NEW TECHNOLOGIES FOR PHOTOCATALYTIC PROXIMITY LABELING AND THE APPLICATION THEREOF TO STUDY IMID MECHANISM OF ACTION

Abstract

μMap is a proximity labeling platform that leverages photocatalytic activation of diazirines to enable high-resolution mapping of protein interactomes. This dissertation describes the technological expansion and biological application of μMap in novel contexts. In Chapter 2, a high-resolution photocatalyst-based proximity labeling technology using red light is disclosed. This platform is demonstrated through the identification of protein interactions in whole blood and will ultimately enable high- resolution photocatalytic proximity labeling in whole tissues and live animals. In Chapter 3, μMap is utilized to explore how IMiDs, a class of molecules prescribed for treating multiple myeloma malignancies, perturb the endogenous microenvironment of their protein target, Cereblon (CRBN).

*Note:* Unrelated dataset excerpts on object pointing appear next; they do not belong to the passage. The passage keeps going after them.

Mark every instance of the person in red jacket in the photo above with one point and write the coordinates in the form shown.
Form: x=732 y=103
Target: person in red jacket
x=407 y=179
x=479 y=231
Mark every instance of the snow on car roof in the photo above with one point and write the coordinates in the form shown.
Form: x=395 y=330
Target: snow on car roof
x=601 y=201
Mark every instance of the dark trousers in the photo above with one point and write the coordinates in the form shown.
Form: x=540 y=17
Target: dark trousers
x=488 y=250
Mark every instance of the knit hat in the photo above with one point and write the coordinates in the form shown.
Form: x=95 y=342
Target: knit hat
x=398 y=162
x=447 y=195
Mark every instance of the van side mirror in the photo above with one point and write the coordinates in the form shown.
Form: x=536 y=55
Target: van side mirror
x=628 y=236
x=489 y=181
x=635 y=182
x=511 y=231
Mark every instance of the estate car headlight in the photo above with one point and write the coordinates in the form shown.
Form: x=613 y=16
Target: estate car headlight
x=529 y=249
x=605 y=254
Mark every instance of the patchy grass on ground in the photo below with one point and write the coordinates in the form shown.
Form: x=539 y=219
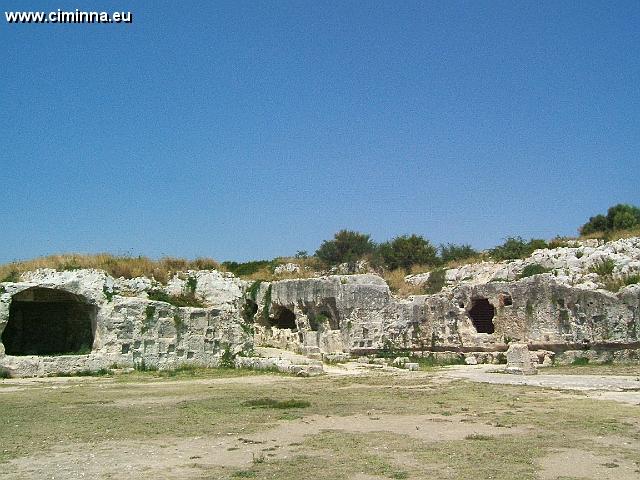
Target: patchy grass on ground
x=224 y=424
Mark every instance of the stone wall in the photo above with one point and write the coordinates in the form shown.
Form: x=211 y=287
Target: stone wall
x=358 y=314
x=564 y=315
x=133 y=331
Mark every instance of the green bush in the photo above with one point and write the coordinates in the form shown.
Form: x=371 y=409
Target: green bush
x=346 y=246
x=191 y=285
x=533 y=269
x=604 y=267
x=13 y=276
x=580 y=361
x=619 y=217
x=453 y=253
x=247 y=268
x=227 y=359
x=436 y=281
x=406 y=251
x=183 y=300
x=515 y=247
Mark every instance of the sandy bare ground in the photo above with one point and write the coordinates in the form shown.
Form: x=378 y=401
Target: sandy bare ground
x=576 y=463
x=185 y=458
x=619 y=388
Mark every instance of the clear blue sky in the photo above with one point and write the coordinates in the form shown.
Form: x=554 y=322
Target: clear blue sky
x=247 y=129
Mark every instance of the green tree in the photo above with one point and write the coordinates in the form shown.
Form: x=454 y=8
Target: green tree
x=619 y=217
x=405 y=251
x=516 y=247
x=346 y=246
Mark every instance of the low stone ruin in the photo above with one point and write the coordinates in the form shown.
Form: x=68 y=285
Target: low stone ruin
x=519 y=360
x=67 y=321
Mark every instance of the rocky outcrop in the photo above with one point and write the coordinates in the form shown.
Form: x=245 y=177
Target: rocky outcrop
x=100 y=321
x=123 y=330
x=573 y=265
x=358 y=314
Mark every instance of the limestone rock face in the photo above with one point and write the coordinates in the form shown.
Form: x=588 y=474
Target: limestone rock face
x=519 y=360
x=572 y=266
x=123 y=330
x=563 y=315
x=358 y=314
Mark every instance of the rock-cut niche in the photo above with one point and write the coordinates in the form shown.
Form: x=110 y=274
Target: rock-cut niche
x=44 y=321
x=481 y=314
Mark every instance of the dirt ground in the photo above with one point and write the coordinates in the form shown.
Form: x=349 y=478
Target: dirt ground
x=449 y=423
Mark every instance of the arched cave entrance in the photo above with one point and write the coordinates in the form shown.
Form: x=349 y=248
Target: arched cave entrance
x=283 y=318
x=482 y=313
x=44 y=321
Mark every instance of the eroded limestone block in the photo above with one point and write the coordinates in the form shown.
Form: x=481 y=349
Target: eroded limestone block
x=519 y=360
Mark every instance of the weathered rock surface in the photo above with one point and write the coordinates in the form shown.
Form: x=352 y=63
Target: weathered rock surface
x=125 y=330
x=570 y=265
x=519 y=360
x=562 y=315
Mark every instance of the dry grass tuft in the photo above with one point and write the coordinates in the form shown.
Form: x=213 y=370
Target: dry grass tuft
x=117 y=266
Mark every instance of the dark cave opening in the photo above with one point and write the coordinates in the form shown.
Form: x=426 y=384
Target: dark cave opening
x=44 y=321
x=482 y=313
x=283 y=318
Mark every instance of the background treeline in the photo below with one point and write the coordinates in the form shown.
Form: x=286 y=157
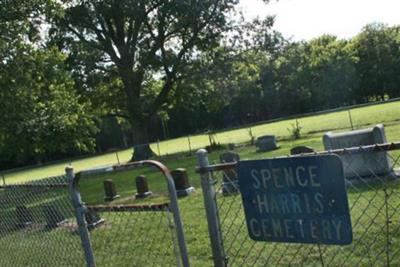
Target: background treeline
x=56 y=104
x=297 y=77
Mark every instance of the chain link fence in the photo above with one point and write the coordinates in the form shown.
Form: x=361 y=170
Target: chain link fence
x=38 y=225
x=372 y=184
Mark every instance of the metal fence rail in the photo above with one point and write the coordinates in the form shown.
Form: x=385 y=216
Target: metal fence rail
x=374 y=203
x=38 y=226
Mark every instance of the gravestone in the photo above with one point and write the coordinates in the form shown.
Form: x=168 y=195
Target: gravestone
x=53 y=216
x=24 y=216
x=365 y=164
x=230 y=183
x=93 y=219
x=142 y=187
x=181 y=181
x=297 y=150
x=110 y=190
x=266 y=143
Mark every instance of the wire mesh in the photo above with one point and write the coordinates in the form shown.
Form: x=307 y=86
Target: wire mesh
x=134 y=236
x=129 y=231
x=38 y=226
x=372 y=184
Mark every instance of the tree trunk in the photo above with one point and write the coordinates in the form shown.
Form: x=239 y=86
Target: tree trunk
x=141 y=146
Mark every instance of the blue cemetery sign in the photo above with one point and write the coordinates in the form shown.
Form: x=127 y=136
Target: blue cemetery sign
x=296 y=200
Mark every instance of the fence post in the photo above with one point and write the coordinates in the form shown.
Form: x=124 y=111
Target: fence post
x=350 y=118
x=80 y=216
x=214 y=229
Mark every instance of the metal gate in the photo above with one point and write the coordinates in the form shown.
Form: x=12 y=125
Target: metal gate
x=374 y=205
x=126 y=234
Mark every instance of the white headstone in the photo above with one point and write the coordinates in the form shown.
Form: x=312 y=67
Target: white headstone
x=366 y=164
x=266 y=143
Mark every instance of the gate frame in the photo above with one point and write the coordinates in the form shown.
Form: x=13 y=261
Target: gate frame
x=80 y=208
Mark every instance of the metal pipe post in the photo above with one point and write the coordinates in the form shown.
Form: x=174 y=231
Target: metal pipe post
x=80 y=216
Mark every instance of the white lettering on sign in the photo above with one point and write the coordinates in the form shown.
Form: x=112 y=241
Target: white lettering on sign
x=289 y=203
x=302 y=176
x=326 y=229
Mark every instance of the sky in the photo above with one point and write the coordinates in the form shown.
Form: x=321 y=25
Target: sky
x=307 y=19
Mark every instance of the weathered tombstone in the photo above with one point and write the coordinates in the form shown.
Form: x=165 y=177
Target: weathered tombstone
x=181 y=181
x=297 y=150
x=365 y=164
x=266 y=143
x=142 y=187
x=24 y=216
x=231 y=146
x=53 y=216
x=109 y=190
x=93 y=219
x=230 y=180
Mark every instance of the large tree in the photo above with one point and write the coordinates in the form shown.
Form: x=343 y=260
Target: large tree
x=143 y=40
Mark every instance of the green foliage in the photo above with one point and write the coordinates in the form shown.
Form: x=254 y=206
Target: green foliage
x=42 y=115
x=377 y=48
x=134 y=41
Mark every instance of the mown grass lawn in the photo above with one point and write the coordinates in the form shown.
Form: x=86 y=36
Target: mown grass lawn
x=313 y=127
x=126 y=238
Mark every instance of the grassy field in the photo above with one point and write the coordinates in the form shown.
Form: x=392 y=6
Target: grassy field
x=141 y=237
x=312 y=127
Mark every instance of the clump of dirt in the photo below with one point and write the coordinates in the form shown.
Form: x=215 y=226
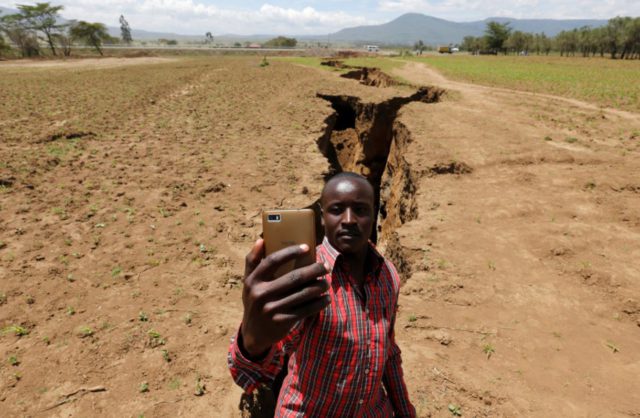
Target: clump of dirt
x=69 y=135
x=335 y=64
x=7 y=182
x=453 y=167
x=370 y=76
x=349 y=54
x=366 y=138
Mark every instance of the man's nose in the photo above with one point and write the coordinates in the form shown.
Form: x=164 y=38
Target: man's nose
x=349 y=216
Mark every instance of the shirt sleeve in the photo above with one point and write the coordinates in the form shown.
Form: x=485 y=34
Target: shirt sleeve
x=249 y=374
x=393 y=378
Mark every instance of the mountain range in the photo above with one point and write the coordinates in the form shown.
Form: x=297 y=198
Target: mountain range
x=412 y=27
x=404 y=30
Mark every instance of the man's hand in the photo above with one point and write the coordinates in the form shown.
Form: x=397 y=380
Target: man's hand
x=273 y=305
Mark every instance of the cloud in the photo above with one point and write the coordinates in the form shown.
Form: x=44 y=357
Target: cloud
x=193 y=17
x=462 y=10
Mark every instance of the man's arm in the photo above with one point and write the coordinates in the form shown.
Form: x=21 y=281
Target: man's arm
x=250 y=372
x=274 y=308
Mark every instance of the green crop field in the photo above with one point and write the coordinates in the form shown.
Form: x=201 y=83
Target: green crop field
x=606 y=82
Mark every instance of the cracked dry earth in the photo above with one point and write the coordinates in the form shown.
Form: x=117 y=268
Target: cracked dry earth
x=130 y=195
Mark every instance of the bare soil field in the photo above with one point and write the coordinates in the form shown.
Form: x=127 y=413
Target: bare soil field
x=129 y=196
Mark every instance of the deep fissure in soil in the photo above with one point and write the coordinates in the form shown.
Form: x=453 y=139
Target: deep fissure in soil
x=368 y=139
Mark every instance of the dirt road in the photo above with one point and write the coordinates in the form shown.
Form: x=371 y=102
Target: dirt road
x=531 y=274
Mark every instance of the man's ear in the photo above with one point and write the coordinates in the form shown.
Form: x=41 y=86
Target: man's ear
x=321 y=214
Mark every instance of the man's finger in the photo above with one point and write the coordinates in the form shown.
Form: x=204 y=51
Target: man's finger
x=298 y=278
x=272 y=262
x=303 y=311
x=254 y=257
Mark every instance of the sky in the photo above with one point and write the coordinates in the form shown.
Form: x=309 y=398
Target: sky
x=248 y=17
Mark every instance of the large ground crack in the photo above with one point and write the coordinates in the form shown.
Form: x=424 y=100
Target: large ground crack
x=368 y=139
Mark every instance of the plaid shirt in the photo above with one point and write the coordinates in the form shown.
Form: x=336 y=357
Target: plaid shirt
x=344 y=361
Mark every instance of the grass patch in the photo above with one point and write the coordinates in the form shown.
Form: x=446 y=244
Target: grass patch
x=614 y=83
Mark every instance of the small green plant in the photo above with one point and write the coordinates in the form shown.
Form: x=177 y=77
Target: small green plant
x=62 y=214
x=85 y=331
x=199 y=388
x=144 y=387
x=17 y=330
x=175 y=384
x=155 y=339
x=488 y=349
x=590 y=185
x=455 y=410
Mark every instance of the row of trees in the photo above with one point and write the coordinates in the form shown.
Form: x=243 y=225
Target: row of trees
x=620 y=38
x=41 y=22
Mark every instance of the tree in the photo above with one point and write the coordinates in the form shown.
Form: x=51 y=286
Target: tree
x=43 y=17
x=496 y=34
x=4 y=48
x=17 y=30
x=125 y=30
x=93 y=34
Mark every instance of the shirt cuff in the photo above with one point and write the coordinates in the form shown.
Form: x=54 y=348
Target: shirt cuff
x=247 y=373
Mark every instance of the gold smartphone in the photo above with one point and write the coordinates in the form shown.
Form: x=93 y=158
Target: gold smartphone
x=284 y=228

Using μMap, we discover novel endogenous interactors of CRBN and uncover a new mechanism of action for IMiDs as protein-protein interaction inhibitors of CRBN function. Contrary to CRBN’s role as an E3 ligase adaptor for directing ubiquitination and degradation of proteins, IMiD-mediated displacement between CRBN and the novel endogenous interactors results in their destabilization. This mechanism is distinct from the ability of IMiDs to induce targeted protein degradation of IKZF1 and IKZF3 and could potentially explain the diverse phenotypes observed in IMiD-treated patients.